Nature recovery: from rewilding a golf course to creating nature connectivity around road nets
Ably led by Ted Talbot who, because of his long service, was given a fellowship of the CMA, the conference explored the thinking behind existing and new nature recovery projects, including examples of rewilding a golf course, creating nature connectivity based around major road routes, urban green space projects and nature recovery at a landscape scale where success is measured in square miles!
The main speakers included experts in the field of nature communication and green finance as well as senior CMA members who talking about real world examples of Nature Recovery and climate change related projects.
Large companies could be partners in creating ecological corridors
One of the highlights was a presentation by CMA President Chris Baines who both entertained and inspired delegates with his provocative thoughts on how in the future, large corporations such as power companies, might be instrumental in helping in the creation of ecological corridors. Suggesting that the land under new powerlines plan for the UK could be designed as linear grassland and scrub habitats.
Rangers don’t do well indoors for too long; so field trips are essential. Four quality trips had been organised by Ted, which looked at nature-based solutions to environmental issues, natural regeneration, natural tree colonisation, wildfire mitigation, the creation of future landscapes as well as rewilding, species recovery and public access management.

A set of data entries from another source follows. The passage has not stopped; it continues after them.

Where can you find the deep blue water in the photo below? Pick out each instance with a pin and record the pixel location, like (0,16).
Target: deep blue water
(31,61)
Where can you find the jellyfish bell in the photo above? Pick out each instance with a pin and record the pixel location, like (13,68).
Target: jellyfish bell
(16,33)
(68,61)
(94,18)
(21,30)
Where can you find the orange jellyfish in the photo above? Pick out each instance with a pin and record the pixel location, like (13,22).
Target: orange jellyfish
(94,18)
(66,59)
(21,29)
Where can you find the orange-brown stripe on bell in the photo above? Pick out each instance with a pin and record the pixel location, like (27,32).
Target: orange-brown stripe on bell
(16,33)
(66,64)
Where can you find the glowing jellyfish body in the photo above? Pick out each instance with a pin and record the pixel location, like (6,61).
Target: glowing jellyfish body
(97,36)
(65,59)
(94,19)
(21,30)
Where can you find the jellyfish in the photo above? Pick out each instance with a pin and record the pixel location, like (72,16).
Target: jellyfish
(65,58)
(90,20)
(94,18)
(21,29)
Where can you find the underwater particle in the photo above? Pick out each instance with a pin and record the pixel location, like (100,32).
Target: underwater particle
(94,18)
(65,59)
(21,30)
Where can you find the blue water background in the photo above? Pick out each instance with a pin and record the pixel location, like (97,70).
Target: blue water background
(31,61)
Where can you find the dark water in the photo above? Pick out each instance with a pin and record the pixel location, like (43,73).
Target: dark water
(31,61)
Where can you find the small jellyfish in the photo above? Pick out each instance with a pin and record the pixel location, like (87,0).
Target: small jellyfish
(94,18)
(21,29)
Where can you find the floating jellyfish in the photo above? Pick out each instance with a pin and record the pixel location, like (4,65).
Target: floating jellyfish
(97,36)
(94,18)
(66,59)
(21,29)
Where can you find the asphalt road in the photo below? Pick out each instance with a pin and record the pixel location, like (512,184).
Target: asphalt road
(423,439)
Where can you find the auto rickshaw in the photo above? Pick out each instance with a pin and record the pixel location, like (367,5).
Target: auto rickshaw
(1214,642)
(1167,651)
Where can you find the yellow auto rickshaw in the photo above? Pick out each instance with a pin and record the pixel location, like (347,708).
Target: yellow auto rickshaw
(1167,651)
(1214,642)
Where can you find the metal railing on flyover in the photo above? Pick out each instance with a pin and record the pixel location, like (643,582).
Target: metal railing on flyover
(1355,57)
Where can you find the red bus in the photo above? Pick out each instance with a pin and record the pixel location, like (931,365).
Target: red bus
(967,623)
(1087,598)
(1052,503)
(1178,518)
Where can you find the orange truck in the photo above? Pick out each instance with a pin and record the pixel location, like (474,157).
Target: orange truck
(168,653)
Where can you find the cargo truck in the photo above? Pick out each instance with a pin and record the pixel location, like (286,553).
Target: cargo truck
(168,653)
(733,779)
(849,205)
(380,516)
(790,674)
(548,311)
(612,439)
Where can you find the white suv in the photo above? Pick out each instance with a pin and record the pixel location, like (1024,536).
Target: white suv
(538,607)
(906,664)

“Bothering people with Kindness” – Rangers’ quality to be both: strict and understanding
One of the best quotes of the week arose out of a discussion around managing wild camping and the associated fire risks. It was explained to us that Rangers need learn how to ‘Bother people with Kindness’ in terms of how they should be strict but also show some understanding.
One of the major benefits of CMA events are the networking opportunities they always provide. This is networking is further enhanced because the CMA embraces such a wide range of countryside management professionals. At this conference we had participants from National Parks and other protected landscapes, Nature Reserves, the Urban Green Space Projects, Water companies, the Voluntary sector as well as Wildlife Trusts and Local and National Authorities. This mix ensures healthy and informed debate and adds to the shared experience of all.
Wide range of countryside management professionals extended by international guests
As always, the CMA conference had attendees from the Scottish Countryside Rangers Association (SCRA), part of a longstanding arrangement and ensures that our debates have a UK wider focus. We also welcomed two representatives from the Georgia Ranger Association (GRA), who gave a talk on the work of Rangers and the natural environments of Georgia and also signed a twinning arrangement with CMA. It is very much hoped this will lead to more online and in person collaboration between the GRA and CMA.
It was a great conference very much appreciated by all who attended, so much so that we have already started planning for next year conference!